MUMBAI: So the slugfest on the pricing of digital television in India is entering the next round. And, it is Star India now that has approached the Supreme Court and filed a caveat with it on the Telecom Regulatory Authority of India’s (TRAI) tariff regulations and more specifically on the 15 per cent discount issue.
According to sources, TRAI too had filed earlier a caveat at the apex court. A caveat is a notice given by a person or an organisation, informing the court that another person/company may file a suit or application against him/them and that the court must give the caveator – person/company filing the caveat - a fair hearing before deciding any matter brought before it in the relevant case.
Last week, the third judge of the Madras High Court had upheld the regulator TRAI’s order on channel tariffs and dismissed the petitioners’ (Star India and Vijay TV) plea that pricing of content is not under the jurisdiction of the TRAI.

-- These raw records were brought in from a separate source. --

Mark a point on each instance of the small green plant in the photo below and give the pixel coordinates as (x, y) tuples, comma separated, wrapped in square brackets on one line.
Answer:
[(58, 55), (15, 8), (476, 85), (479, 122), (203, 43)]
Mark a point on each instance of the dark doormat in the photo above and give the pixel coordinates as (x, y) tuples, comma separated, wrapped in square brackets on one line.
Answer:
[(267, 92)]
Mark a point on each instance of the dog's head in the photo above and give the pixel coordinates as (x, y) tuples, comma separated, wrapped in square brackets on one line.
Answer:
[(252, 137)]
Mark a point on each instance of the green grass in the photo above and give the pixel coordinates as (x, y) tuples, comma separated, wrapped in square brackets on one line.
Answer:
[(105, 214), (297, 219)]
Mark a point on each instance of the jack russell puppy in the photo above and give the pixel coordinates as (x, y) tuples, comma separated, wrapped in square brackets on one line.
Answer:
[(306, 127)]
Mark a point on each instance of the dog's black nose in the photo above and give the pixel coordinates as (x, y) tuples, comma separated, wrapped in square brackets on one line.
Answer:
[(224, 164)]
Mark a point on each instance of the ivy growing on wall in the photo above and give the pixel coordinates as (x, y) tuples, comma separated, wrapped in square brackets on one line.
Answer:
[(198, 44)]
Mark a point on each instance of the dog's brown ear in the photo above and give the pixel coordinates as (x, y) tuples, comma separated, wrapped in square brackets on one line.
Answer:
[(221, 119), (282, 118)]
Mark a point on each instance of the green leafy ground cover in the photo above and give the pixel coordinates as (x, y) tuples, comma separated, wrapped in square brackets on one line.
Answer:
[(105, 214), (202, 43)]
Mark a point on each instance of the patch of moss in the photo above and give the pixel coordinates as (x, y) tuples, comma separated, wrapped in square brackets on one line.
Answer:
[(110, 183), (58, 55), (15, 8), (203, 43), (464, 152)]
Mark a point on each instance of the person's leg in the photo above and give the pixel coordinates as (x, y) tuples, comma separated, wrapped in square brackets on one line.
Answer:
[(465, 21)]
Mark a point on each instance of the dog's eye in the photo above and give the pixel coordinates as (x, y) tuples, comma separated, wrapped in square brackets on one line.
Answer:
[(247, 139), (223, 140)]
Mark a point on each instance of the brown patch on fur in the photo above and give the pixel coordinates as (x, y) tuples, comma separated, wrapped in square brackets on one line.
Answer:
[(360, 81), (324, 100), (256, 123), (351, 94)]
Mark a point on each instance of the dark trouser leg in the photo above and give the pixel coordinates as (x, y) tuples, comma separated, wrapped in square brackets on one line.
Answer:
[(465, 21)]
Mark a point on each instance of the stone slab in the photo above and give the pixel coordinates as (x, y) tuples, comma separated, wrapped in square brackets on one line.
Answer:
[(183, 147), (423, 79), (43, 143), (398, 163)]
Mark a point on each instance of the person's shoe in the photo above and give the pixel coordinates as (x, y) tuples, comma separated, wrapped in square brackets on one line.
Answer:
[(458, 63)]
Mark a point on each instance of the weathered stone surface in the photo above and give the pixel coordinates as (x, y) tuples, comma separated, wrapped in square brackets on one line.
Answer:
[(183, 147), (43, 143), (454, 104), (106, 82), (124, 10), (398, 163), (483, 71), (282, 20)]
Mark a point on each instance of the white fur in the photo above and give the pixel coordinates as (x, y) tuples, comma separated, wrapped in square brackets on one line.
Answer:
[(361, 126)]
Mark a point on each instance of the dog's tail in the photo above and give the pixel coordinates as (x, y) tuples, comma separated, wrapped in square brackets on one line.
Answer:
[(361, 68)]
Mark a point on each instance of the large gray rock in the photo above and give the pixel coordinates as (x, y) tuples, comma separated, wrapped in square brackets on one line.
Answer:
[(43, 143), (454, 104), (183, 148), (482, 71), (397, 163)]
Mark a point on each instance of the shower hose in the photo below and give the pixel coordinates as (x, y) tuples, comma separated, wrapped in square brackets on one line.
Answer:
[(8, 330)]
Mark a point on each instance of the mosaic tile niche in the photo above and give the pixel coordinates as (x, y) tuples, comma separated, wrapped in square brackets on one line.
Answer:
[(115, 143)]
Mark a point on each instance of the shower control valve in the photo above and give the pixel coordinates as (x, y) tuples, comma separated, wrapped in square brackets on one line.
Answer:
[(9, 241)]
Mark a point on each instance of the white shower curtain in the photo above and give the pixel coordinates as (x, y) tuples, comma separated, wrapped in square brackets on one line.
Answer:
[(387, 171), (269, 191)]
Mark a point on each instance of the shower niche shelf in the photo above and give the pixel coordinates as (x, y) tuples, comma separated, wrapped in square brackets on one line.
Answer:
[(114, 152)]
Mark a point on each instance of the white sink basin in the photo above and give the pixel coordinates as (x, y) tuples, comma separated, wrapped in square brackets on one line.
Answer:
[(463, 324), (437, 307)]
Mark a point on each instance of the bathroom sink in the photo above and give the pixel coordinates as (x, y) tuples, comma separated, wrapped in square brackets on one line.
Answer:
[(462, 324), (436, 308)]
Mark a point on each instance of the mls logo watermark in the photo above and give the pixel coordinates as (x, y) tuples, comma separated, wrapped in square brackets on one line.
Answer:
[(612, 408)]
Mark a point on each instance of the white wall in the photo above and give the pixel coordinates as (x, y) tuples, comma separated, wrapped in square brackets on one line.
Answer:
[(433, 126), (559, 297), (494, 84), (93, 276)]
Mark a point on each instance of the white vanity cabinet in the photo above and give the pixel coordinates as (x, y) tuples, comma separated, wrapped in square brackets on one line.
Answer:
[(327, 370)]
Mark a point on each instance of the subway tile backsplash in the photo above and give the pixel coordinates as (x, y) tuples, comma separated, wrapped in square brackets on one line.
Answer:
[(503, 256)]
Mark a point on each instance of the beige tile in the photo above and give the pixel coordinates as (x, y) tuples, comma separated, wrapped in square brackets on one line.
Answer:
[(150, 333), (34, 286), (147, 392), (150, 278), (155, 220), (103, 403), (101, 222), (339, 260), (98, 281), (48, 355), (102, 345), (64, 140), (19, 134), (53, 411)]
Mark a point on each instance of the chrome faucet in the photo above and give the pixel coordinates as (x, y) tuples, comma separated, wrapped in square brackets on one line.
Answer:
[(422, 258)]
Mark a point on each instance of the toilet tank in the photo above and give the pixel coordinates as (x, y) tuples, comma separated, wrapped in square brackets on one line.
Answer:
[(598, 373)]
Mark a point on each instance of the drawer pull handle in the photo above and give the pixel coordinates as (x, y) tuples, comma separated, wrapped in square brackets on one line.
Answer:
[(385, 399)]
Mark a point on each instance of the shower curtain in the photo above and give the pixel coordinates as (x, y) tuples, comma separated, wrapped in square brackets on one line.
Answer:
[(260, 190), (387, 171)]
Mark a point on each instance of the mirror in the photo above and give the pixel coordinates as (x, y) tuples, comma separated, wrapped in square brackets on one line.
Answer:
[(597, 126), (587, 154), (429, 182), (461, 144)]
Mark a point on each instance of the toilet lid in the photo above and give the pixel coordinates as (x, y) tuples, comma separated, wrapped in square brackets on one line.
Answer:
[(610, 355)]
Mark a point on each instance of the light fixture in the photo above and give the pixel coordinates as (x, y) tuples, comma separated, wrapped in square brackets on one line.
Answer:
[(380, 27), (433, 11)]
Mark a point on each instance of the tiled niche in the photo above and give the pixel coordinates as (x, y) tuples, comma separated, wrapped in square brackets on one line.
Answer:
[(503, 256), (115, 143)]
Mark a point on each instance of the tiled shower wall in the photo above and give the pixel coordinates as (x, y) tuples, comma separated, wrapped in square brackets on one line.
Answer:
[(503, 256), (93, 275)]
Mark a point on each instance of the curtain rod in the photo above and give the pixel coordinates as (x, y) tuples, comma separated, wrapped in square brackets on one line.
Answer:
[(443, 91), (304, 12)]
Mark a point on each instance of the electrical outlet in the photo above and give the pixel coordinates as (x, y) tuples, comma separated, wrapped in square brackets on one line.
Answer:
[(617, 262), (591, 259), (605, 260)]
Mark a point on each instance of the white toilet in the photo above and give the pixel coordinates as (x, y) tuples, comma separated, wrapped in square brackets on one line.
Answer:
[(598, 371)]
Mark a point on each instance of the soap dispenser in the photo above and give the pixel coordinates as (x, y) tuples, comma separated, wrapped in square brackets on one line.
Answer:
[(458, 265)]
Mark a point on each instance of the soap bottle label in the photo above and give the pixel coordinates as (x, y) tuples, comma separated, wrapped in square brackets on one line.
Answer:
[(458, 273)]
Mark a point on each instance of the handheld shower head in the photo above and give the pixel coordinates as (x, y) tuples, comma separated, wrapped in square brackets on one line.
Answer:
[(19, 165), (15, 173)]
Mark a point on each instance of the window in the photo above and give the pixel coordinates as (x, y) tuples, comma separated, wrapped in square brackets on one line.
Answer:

Even as the high court upheld all the proposed regulations, it disallowed one that puts a cap of 15 per cent on the discount that can be offered by broadcasters or TV channels to distributors on the maximum retail price.
Another observation of the high court relating to broadcast re-transmission rights or BRR too hasn’t gone down too well with the petitioners and that could be an issue too behind an appeal at the Supreme Court. Though, it is still not clear whether the petitioners or respondent would appeal the Chennai court order.
Meanwhile a similar case is pending against the TRAI in the Delhi High Court. It involves Bharti Airtel Telemedia, Tata Sky and Discovery Communication India, which had filed petitions against the tariff order in 2017. The TRAI had then informed the court that the issues raised in the petitions were the subject matter of two writ petitions already filed in the Madras High Court and requested that it may await the outcome of those proceedings.
The Delhi high court had accepted the request but had directed TRAI that it should inform it and the petitioners about the judgment before effectuating the orders. Additionally, earlier the Supreme Court too had ordered the maintenance of status quo as far as the pricing regulations were concerned.
The Madras HC has suspended its decision for two weeks to give time to parties involved to appeal to a higher court or seek further clarifications from it.